Telus developed Fuel X, an enterprise-scale LLM platform that provides centralized management of multiple AI models and services. The platform enables creation of customized copilots for different use cases, with over 30,000 custom copilots built and 35,000 active users. Key features include flexible model switching, enterprise security, RAG capabilities, and integration with workplace tools like Slack and Google Chat.
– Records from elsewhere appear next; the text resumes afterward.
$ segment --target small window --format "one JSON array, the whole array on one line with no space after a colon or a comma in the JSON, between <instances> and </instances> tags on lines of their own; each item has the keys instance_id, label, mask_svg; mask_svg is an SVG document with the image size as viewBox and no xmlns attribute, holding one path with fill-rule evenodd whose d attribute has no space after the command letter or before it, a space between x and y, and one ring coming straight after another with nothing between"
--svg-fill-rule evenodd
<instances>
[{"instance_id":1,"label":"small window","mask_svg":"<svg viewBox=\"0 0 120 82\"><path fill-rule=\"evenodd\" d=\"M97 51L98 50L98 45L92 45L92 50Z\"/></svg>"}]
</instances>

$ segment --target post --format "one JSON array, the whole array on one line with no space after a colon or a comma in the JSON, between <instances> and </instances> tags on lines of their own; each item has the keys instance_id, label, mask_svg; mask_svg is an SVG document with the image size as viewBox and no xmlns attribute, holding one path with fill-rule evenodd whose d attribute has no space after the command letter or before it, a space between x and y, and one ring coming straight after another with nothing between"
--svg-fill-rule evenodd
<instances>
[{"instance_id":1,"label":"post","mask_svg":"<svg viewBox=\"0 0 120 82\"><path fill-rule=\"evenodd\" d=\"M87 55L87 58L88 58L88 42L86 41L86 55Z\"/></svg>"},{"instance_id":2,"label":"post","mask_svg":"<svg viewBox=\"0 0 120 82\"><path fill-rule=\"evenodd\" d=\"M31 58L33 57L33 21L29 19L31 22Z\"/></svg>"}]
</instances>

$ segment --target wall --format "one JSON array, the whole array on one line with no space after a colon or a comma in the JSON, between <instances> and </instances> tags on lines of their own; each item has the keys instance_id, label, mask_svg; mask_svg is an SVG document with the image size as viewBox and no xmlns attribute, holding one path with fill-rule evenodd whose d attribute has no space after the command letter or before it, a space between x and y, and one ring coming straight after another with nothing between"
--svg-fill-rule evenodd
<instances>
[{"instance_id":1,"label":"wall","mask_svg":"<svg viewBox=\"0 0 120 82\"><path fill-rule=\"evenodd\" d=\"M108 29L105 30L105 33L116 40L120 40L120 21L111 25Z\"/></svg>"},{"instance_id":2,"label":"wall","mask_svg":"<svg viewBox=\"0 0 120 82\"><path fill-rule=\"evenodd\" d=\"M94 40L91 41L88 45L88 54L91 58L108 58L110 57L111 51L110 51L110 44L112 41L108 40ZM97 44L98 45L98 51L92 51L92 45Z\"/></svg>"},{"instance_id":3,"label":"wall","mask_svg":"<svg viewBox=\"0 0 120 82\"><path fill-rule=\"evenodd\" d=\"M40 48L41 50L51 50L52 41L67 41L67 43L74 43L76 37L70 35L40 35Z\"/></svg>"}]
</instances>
Results show significant impact, including 46% self-resolution rate for internal support queries and 21% reduction in agent interactions.
This case study presents FuelEx, an enterprise generative AI platform developed by Telus, a major Canadian telecommunications company. The presentation was delivered at the Toronto Machine Learning Summit by Liz (Developer Advocate and Engineering Manager) and Sarah (Software Developer) from Telus’s platform engineering team. FuelEx represents Telus’s approach to democratizing generative AI across their organization while maintaining enterprise-grade security, flexibility, and responsible AI practices.
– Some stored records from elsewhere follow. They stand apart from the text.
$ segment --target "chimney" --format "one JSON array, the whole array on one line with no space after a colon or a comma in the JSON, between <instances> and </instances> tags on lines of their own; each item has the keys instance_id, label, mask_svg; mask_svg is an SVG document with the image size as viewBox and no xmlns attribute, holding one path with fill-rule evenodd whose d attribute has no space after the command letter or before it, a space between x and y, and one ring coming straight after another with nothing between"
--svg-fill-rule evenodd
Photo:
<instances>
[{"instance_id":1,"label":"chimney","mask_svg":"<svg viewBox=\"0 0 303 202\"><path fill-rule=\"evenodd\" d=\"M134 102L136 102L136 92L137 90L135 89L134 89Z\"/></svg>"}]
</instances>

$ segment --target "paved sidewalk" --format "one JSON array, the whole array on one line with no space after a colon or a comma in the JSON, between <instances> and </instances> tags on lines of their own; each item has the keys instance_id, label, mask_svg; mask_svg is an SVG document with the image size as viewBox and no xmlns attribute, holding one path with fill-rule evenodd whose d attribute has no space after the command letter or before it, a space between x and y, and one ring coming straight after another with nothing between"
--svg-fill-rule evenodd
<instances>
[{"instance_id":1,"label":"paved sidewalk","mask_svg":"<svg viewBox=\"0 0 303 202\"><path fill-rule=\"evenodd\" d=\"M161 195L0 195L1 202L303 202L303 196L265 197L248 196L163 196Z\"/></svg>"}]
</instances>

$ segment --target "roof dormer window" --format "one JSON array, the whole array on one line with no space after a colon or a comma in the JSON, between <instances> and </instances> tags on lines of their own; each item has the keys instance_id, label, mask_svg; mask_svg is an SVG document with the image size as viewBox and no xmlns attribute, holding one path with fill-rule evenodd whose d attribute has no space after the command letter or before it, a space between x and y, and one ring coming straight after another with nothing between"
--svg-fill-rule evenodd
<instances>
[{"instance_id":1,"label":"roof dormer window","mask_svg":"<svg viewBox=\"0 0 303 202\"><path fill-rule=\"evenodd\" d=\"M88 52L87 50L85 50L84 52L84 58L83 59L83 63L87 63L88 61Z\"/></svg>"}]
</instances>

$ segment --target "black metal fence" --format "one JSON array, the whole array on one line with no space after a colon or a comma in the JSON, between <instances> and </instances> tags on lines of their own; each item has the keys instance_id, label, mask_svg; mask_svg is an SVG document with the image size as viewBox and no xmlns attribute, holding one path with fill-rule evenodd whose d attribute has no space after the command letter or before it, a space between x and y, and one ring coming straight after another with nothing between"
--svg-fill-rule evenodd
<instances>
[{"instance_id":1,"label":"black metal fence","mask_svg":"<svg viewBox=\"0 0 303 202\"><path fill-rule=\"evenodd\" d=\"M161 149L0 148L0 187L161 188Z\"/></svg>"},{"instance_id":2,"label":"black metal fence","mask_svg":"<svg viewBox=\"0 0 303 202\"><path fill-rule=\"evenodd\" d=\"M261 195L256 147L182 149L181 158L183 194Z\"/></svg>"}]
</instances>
The platform emerged from an engineering productivity team initiative approximately 18 months prior to the presentation. What began as a Slack integration for generative AI grew into a comprehensive platform used by thousands of employees daily. The team eventually merged expertise from Telus Digital Experience (formerly Telus International) and Willow Tree to form a unified vision and roadmap.
FuelEx operates as a centralized management layer sitting atop foundational AI services and cloud infrastructure. The architecture is deliberately positioned in what the presenters describe as the “AI value chain” - above hardware providers (like NVIDIA), cloud hosting layers (AWS, Azure, GCP), and foundational models, but below the application layer that end users interact with.
The platform consists of two main components: FuelEx Core and FuelEx Apps. The Core component handles all centralized management functions including integrations, observation/monitoring, orchestration across different models, moderation, and validation. The application layer includes web applications, Slack integration, Google Chat integration, with Microsoft Teams support planned for the future.
A notable architectural decision is the multi-cloud, multi-model approach. The platform is not locked into a single cloud provider - they host OpenAI models on Azure, Claude models on AWS Bedrock, and utilize GCP as well. This is managed through a proxy layer that enables load balancing, fallback mechanisms, and retries across the various model providers.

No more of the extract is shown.